I can provide more datasets from industry.

salesforce / LAVIS

LAVIS - A One-stop Library for Language-Vision Intelligence

BSD 3-Clause "New" or "Revised" License

9.29k stars 918 forks source link

I can provide more datasets from industry. #187

Open dongrixinyu opened 1 year ago

dongrixinyu commented 1 year ago

Language-image pretraining and finetuning is promising. I am new to this field and wanna get more info about datasets.

all these datasets are open and free for people, right?
I wanna use this model into my own tasks like detecting file disasters in the image, and the default model behaves very good.
If you want more datasets, I could provide.

I wanna finetune the model in this repo, can I get a convinent approach to these datasets?
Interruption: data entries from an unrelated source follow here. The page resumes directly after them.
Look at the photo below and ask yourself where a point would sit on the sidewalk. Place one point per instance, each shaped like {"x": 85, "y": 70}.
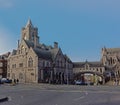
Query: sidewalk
{"x": 3, "y": 98}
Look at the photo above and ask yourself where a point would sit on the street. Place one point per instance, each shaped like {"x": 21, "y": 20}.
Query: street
{"x": 45, "y": 94}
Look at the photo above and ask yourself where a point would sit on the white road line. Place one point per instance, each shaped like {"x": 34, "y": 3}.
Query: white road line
{"x": 82, "y": 97}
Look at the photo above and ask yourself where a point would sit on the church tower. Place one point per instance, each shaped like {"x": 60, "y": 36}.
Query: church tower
{"x": 30, "y": 33}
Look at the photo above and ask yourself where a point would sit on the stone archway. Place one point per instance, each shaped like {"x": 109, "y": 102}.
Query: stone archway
{"x": 96, "y": 77}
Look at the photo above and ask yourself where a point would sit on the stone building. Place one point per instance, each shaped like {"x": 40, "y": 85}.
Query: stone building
{"x": 34, "y": 62}
{"x": 87, "y": 70}
{"x": 111, "y": 60}
{"x": 3, "y": 65}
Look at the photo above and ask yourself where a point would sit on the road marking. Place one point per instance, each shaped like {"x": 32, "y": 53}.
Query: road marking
{"x": 77, "y": 99}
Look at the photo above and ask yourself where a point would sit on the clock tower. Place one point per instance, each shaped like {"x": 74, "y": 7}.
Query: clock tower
{"x": 30, "y": 33}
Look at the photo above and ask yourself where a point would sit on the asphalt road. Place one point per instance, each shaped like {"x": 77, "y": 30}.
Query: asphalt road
{"x": 41, "y": 94}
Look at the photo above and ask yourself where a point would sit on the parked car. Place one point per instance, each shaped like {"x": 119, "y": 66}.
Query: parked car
{"x": 5, "y": 80}
{"x": 78, "y": 82}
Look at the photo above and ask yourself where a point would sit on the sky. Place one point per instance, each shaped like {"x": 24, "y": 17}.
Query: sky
{"x": 81, "y": 27}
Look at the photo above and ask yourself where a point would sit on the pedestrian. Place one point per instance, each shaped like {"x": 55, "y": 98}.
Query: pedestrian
{"x": 14, "y": 81}
{"x": 17, "y": 81}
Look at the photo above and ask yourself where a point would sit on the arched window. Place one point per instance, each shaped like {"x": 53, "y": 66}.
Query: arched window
{"x": 30, "y": 62}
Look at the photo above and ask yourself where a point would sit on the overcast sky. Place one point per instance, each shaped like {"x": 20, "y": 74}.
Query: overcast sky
{"x": 81, "y": 27}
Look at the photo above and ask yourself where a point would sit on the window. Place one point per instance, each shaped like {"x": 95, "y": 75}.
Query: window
{"x": 20, "y": 76}
{"x": 8, "y": 75}
{"x": 20, "y": 64}
{"x": 14, "y": 66}
{"x": 1, "y": 64}
{"x": 30, "y": 62}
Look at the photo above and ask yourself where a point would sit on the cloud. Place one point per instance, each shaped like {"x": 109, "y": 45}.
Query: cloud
{"x": 6, "y": 3}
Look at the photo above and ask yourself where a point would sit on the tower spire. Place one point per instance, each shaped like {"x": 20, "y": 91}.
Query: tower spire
{"x": 29, "y": 23}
dxli94 commented 1 year ago

Hi, @dongrixinyu

Datasets we use are subject to their own license. It is advised to check individual license of them upon use.
OpenCLIP models are subject to the license https://github.com/mlfoundations/open_clip/blob/main/LICENSE.
Other models, especially those developed by our team at Salesforce, e.g. ALBEF, BLIP, BLIP2, ALPRO, img2prompt, pnp-vqa are free for both commercial and non-commercial use.
Thanks for the offering. Can you please maybe describe your application situations a little more in detail that we are interested to know. If you are interested, maybe send me an email at li.d@salesforce.com.

dongrixinyu commented 1 year ago

Thank you for your info.

As you know, large language-image pretrained model is a promising aspect. I assume the mature multimodal model might be open to public in about 1~2 years.

So, does salesforce wanna continue to combine videos rather than images with language in the future? how do you think of your multimodal model compared to other companies?

dxli94 commented 1 year ago

BLIP-2 represents the state-of-the-art multimodal capabilities, evidenced by the evaluation as reported in the paper.

Videos are of interest and we explored it before in ALPRO, also included in LAVIS.